I would question the need for two guys though depending on what work was involved, if it didn't need two don't pay for two.
 
Johnmelad
"Even for London you have been ripped off. Sounds like you had a one man job as well"

Well done mystic meg!!
 
I think Mrgassafe's post is tongue in cheek. Not sure whose or which cheek..

bdh198 happens to be on my working patch, but I've stopped doing this sort of thing.
Yes you have been charged more than you would have been if you'd got a quote up front and called a couple of others. But it's consistent with Pimlico Plumbers' charges, and some others. (Especially if you live on Coombe Hill)
Many a plumber would quote a day rate for a whole day of pipework rather than hourly.
"Commissioning a boiler" can cover a multitude though, and is likely to an expensive bit of the job. If it was installed by an illegal, my flat rate was £300, plus any repairs/rework required.
 
Hi all,

Guess you must be a person who walks around waitrose and pick up your items without checking the price! Then, go to the till and complain about the total :rolleyes: As with any trade, you are allowed to ask before they start work for a estimate or rough price :idea:

Fool you for not asking, they did stretch their price as you must of gave them no indication there was a price too work with. On a side note, you stated that you had to call them out "In a hurry," was it classed as emergency work or out of hours work?

Either way, common sense and communication is the key here. Don't complain after the fact, or on any trade, unless you have logical and just cause.....
 
Not one person on here can tell you if you've been ripped off, because you don't realy have a good idea of what they've done

And what might seem straight forward to you , realy isn't , otherwise you'd be able to do it yourself

Remember you pay for the knowledge of us knowing how to do the job correctly, and for the piece of mind your boilers isn't going to kill you

Also you said there was 2 of them there? Then that's £30 per man, per hour

Also you should ask for a price upfront where possible
 
Hi all,

Guess you must be a person who walks around waitrose and pick up your items without checking the price! Then, go to the till and complain about the total :rolleyes: As with any trade, you are allowed to ask before they start work for a estimate or rough price :idea:

Fool you for not asking, they did stretch their price as you must of gave them no indication there was a price too work with. On a side note, you stated that you had to call them out "In a hurry," was it classed as emergency work or out of hours work?

Either way, common sense and communication is the key here. Don't complain after the fact, or on any trade, unless you have logical and just cause.....
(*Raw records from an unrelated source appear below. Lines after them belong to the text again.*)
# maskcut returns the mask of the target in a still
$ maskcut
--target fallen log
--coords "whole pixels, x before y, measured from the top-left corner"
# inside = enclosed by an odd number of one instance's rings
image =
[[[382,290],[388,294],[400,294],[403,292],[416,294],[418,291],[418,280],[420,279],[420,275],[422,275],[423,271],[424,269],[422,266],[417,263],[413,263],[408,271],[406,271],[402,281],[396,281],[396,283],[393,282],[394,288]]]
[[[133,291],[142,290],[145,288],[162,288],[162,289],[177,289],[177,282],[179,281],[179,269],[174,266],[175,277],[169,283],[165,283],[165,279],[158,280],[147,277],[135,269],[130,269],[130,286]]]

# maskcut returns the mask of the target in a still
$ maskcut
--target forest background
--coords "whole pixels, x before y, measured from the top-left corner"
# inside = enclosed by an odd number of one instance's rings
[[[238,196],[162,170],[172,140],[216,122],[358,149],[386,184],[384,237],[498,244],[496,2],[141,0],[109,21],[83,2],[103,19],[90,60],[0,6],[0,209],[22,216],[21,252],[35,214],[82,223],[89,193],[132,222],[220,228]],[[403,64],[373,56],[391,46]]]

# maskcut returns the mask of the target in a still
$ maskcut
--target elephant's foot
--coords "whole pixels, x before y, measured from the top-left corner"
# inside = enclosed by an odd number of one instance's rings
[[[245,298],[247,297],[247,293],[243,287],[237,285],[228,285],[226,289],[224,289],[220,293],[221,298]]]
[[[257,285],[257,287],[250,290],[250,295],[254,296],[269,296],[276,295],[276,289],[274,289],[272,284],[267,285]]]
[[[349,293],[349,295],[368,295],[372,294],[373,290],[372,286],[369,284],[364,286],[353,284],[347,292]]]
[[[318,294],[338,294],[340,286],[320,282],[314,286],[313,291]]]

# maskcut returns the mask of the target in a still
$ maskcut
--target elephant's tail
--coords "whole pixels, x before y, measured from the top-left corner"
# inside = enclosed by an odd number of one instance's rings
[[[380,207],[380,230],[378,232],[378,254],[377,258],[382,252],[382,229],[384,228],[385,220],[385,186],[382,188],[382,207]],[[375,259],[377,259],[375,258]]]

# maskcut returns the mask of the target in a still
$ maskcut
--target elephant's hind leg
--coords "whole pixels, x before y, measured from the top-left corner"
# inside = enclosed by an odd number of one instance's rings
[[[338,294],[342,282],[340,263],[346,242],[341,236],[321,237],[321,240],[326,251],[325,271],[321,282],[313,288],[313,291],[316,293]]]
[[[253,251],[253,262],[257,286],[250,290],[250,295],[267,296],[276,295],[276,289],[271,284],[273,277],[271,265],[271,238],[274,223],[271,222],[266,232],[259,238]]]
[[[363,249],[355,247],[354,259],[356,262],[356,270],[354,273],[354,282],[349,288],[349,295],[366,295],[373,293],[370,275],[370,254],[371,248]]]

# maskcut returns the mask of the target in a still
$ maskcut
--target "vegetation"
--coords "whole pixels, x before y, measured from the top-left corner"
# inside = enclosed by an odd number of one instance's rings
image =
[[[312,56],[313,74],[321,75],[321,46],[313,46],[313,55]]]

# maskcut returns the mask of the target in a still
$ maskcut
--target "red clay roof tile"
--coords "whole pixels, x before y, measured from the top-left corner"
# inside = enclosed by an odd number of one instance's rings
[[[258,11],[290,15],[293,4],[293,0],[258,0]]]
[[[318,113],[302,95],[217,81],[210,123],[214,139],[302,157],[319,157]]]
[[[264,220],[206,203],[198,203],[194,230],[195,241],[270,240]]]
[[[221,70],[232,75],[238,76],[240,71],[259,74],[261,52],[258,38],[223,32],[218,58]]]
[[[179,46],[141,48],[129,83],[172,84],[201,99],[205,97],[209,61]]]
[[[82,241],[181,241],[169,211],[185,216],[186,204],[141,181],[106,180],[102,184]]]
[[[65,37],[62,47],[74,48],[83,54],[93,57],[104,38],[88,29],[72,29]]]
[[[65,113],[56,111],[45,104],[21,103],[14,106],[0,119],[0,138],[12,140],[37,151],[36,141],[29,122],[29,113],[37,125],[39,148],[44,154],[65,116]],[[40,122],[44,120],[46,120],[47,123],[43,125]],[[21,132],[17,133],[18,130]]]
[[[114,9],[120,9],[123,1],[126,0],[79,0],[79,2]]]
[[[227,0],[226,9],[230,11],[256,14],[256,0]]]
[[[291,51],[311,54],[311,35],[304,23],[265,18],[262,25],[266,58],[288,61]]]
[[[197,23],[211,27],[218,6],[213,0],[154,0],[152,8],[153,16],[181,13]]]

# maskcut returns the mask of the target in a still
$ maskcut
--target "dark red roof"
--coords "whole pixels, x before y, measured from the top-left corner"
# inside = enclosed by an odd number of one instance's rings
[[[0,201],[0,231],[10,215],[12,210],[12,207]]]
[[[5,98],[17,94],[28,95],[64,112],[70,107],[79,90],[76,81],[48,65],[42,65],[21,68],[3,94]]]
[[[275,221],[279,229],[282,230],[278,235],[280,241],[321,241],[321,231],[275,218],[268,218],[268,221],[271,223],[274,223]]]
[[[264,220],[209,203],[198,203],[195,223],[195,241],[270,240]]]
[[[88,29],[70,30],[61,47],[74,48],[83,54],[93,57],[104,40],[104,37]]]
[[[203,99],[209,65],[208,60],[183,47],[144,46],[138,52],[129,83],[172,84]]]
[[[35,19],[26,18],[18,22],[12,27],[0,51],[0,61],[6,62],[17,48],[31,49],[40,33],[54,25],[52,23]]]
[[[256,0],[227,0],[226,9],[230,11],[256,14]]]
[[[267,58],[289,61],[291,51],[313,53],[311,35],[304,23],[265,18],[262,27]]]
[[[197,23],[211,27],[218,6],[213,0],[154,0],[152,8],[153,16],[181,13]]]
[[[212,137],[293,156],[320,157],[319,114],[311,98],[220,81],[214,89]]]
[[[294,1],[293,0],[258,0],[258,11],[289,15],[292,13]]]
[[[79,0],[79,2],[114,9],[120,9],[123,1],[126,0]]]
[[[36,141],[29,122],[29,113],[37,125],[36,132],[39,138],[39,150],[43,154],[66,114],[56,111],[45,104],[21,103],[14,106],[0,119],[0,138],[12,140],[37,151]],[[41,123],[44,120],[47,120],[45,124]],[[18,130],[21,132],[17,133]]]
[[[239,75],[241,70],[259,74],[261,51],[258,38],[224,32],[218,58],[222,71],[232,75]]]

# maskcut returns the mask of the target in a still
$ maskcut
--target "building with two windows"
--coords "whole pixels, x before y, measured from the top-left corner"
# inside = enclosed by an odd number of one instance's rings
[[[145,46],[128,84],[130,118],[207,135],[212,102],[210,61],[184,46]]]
That's absolutely right, I should have made sure before the work was carried exactly what the hourly charge was going to be. However, your comparison with shopping in Waitrose is slightly misleading because in Waitrose the price is clearly displayed on the shelves in front of you when choose the items you want . You then go to the tills where the price is totalled up in front of you before you buy the items and BEFORE you incur the charges! There was nothing made clear about this plumber's charges before I incurred them, something which is even more importnat when they're charging well over the average charges for the work and the area.

I certainly never thought it would be £120 per hour. That's more than my solicitor charged when I bought the place! And my solicitor has to comply with some pretty stringent professional regulations to ensure their charges are absolutely clear before they undertake any work, including getting me to sign the bottom of their five page client care letter detailing how their charges work and giving likely estimates.

I've spoken to several people in the trade (plumbers and boiler engineers) over the weekend and shown them the work as well as the itemised bill I asked them to leave. Their response has been unanimous; it's far too high an hourly price, and the work should not have taken seven hours, especially with two of them on site. One plumber who has recently done some work for me down in Portsmouth has even said that he'd be prepared to drive up to London and do the work for a daily rate of less than half what I have been charged.

I have no problem with plumbers and gas engineers charging a reasonable hourly rate, they are after all skilled in their trades, and they are trades you want carried out to high standards. My problem is when charges are not honest and open, and it's when the charges are not honest and open that a few 'rogue' trades give the vast majority of excellent and honest traders a bad name.
 
£120 per hour. That's more than my solicitor charged when I bought the place!
Yeah, that's why I jacked in the legal stuff. No proper money in it.